Sean Cubitt FAHA MAE serves as Professor of Screen Studies and Honorary Professorial Fellow in the School of Culture and Communication, Faculty of Arts, at the University of Melbourne. He is the author of nine books and the co-editor of nine others, with research centered on media art history, philosophy of media, ecocritique, aesthetic politics, digital aesthetics, visual technologies, and the environmental implications of digital media. His career includes professorial appointments at Goldsmiths, University of London as Professor of Film and Television, the University of Southampton's Winchester School of Art as Professor of Global Media and Communication, the University of Waikato, and Liverpool John Moores University. Cubitt has also held positions at the universities of Chicago and Harvard, and served as Director of the Program in Media and Communications at the University of Melbourne. He maintains an affiliation as Honorary Professor at the University of Dundee.

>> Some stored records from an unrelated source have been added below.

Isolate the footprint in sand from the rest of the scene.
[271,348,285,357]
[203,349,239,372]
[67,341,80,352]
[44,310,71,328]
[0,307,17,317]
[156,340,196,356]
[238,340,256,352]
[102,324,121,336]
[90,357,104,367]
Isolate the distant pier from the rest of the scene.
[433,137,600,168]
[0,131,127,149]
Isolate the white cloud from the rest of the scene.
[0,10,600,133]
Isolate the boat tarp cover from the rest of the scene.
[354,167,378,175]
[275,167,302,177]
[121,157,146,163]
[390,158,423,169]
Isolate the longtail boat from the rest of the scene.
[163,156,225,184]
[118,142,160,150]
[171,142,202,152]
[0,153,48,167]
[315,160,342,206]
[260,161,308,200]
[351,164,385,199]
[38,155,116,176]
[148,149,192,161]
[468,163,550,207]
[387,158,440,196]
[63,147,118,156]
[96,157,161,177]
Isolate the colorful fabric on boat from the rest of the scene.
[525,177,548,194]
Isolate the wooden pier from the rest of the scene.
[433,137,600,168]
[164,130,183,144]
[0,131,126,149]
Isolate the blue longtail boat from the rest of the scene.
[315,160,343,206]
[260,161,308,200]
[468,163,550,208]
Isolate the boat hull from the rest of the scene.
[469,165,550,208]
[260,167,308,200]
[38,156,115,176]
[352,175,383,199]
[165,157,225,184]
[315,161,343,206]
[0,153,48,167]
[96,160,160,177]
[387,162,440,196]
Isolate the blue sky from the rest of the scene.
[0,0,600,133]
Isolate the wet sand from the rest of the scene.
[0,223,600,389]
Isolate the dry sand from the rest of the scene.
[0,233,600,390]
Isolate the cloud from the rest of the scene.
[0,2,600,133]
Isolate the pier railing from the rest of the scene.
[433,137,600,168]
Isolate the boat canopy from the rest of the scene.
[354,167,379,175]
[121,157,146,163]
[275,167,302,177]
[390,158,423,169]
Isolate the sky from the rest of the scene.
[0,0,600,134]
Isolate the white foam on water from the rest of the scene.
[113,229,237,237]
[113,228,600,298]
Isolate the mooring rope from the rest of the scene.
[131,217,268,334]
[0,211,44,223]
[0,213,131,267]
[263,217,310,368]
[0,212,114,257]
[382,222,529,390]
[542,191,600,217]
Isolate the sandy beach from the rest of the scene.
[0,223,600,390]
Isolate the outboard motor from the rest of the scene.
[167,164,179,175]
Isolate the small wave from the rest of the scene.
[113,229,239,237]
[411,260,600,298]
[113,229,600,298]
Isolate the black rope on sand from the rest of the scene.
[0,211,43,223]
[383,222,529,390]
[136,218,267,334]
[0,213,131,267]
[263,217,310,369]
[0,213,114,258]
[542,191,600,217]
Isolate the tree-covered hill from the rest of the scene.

Key publications encompass Digital Aesthetics (SAGE Publications, 1998), Timeshift: On Video Culture (Routledge, 1991), Videography: Video Media as Art and Culture (Palgrave Macmillan, 1993), The Cinema Effect (MIT Press, 2005), EcoMedia (Rodopi, 2005), The Practice of Light: A Genealogy of Visual Technologies from Prints to Pixels (MIT Press, 2014), Finite Media: Environmental Implications of Digital Technologies (Duke University Press, 2017), Anecdotal Evidence: Ecocritique from Hollywood to the Mass Image (Oxford University Press, 2020), and Truth: Aesthetic Politics (Edinburgh University Press, 2023). Cubitt has supervised thirty-six PhD theses to completion on topics including digital arts and media, software studies, media philosophy, games studies, and creative practice models, and has examined sixty-four PhD theses. He serves on the editorial boards of Screen, Cultural Politics, Animation: An Interdisciplinary Journal, and the MIT Press International Journal of Cultural Politics. Now retired from full-time teaching, he continues research in ecocritique and media history.